Poes heeft zo haar eigen rol in ons huishouden. Het uitvoeren van kattenkwaad staat in haar taakomschrijving en het moet gezegd: zij excelleert erin. Het liefst hangt zij ondersteboven aan stoelen en banken ondertussen een nageltje uitslaand naar wie langsloopt. Multitasken is zeg maar echt haar ding. En als ze daarmee klaar is, raast ze graag door de kamer. In het wilde weg, gewoon omdat het kan, maar ook op commando achter een led-lampje aan. In de vorm van een vis, mind you, zodat poes daadwerkelijk op vissenjacht is. ‘Instinct’, noemt de kleine big dat, maar dat is onzin. De enige vis die poes ooit ziet, komt uit een blikje en lijkt in de verste verte niet meer op vis. Het ruikt er wel naar, maar dat is een ander probleem.
Die vis is sowieso een probleem. Dat komt zo. Eens per jaar hijs ik poes in een soort Maxi-Cosi voor katten en reis met haar naar het spreekuur voor kleine huisdieren. Ze moet een prikje hebben tegen kattenziekte en andere narigheid en de dierenarts keert haar even binnenstebuiten om te kijken of alles nog op z’n plek zit. Er zat een beetje te veel op z’n plek dit keer, ondanks het light-voer en de led-lamp-yoga. Met haar mollige lijfje vloog poes op de weegschaal door de bovengrens die nog acceptabel is voor een klein katje. ‘Te dik’, constateerde de witte jas humeurig. En hij begon een lezing over obesitas bij de kat. Hij adviseerde begeleid afvallen, vulde formulieren in, liet schema’s zien over de vermindering van 20% lichaamsgewicht (over 1 kilo hebben we het), schoof een zak verantwoord voer over de toonbank en liet mij een bedrag aftikken met twee nullen.

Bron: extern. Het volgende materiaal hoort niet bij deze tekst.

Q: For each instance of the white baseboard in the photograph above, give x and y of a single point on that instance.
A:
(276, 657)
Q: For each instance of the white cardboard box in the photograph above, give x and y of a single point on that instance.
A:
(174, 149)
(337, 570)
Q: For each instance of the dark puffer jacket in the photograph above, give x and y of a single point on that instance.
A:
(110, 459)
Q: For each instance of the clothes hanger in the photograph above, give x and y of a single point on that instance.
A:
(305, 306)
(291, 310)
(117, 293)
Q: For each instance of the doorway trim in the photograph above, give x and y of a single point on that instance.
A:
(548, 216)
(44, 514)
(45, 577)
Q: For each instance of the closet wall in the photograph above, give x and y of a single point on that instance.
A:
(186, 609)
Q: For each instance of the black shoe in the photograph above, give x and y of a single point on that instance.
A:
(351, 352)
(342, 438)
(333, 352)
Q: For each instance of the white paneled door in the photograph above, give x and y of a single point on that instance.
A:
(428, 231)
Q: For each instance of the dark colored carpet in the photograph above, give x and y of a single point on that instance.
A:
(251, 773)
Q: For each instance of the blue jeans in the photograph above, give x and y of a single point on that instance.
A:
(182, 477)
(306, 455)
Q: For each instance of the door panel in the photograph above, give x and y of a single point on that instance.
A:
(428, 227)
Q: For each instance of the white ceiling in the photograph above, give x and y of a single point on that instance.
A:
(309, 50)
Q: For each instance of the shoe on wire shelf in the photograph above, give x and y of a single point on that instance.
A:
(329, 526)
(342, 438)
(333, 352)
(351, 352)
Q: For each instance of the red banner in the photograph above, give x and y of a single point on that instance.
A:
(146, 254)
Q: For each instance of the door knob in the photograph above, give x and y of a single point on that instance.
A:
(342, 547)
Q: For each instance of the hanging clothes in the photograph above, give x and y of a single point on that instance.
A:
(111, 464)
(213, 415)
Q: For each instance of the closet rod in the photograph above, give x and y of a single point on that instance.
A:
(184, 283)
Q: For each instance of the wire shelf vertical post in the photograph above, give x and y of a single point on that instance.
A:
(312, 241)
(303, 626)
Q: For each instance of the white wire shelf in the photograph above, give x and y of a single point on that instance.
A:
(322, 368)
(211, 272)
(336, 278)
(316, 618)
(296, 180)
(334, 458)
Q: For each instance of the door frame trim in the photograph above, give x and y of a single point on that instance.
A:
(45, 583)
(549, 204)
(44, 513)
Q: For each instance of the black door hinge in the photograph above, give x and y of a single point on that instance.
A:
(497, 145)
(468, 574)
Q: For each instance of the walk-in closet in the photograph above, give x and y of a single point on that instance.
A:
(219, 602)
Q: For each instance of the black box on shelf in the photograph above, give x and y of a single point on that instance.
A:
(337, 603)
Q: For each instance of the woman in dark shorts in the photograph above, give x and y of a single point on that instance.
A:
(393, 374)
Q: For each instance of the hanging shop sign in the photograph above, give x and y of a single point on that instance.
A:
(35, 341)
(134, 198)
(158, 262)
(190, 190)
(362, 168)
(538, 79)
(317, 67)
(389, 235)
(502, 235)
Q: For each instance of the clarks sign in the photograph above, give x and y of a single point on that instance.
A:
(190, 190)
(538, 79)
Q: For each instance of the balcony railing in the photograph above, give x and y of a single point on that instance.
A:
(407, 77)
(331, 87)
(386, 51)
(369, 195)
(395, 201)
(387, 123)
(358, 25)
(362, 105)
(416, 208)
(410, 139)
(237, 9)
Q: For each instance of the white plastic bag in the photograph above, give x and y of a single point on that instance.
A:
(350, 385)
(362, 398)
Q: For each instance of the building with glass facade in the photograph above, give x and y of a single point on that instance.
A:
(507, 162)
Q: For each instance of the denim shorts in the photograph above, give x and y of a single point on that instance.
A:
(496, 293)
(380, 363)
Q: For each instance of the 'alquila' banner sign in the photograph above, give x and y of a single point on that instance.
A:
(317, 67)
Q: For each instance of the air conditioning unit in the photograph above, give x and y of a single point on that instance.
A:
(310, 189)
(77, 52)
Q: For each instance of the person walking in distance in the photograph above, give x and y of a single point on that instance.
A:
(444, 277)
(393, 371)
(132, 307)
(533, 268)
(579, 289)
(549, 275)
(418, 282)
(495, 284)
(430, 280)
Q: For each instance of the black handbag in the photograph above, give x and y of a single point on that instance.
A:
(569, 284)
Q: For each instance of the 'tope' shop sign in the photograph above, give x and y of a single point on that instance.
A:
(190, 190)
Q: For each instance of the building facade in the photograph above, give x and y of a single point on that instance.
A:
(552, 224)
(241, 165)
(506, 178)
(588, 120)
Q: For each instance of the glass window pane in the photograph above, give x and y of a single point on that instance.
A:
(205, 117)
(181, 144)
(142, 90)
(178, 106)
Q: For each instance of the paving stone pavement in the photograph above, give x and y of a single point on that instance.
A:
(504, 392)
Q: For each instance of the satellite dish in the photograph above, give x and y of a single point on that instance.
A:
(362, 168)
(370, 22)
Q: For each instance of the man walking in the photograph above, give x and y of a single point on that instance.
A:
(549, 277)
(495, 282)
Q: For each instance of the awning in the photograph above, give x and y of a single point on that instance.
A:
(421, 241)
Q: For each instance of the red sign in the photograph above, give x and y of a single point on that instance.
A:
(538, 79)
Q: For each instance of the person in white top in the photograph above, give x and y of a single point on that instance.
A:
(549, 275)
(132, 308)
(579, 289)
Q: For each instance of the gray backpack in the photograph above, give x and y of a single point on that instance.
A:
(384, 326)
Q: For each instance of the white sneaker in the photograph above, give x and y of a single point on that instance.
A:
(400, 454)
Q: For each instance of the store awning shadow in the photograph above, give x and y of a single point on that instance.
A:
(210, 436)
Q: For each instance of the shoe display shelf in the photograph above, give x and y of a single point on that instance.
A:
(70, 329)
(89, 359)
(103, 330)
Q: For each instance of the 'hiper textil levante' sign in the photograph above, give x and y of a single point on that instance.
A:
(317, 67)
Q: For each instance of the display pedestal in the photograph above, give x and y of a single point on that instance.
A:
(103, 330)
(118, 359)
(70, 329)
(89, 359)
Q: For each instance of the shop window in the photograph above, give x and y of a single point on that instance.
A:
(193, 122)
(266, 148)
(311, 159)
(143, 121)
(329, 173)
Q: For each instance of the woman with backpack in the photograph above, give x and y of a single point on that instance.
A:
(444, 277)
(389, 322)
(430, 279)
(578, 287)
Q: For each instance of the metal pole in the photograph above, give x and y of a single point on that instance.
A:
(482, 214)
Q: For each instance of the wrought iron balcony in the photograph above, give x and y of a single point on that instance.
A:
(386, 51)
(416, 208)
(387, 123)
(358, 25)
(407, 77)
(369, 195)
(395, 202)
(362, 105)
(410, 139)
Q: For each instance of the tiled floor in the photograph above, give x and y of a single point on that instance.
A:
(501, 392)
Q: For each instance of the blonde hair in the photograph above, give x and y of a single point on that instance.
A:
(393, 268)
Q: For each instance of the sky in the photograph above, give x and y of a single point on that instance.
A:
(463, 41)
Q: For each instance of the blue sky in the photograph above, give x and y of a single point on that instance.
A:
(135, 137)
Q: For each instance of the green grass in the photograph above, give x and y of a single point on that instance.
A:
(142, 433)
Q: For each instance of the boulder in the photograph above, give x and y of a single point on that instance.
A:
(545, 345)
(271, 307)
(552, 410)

En over drie maanden terugkomen voor een vervolgsessie.
Poes keek hem blanco aan. Zij heeft vele fratsen maar slechts één hersencel en gelukkig begreep ze niet wat hij zei, die zuurpruim. Ik begreep het wel en had zin om plaatsvervangend een nageltje naar hem uit te slaan of ondersteboven aan zijn broekspijp te gaan hangen. Onderweg naar huis vertelde ik aan poes dat ze wel mollig is, maar ook erg lief. Dat was een verhaal waar ze zich in kon vinden, ze knorde instemmend vanuit de Maxi-Cosi.
Sindsdien knort er nog iets en dat is haar maag. Waar 47 gram dieetvoer in mag per dag. ‘Vult lekker hoor’, zei de witte jas. Maar zelf eet ‘ie het niet dus zo lekker zal het niet zijn en poes merkt niks van welke vulling dan ook. Zij kijkt ons hologig en hongerig het brood uit de mond. Waarschijnlijk is het spul ook niet te hachelen. Op de schaal van wereldproblematiek stelt het allemaal niet zoveel voor, maar op het leven van een klein katje heeft het nogal een effect. Van minus 1 kilo, is het plan.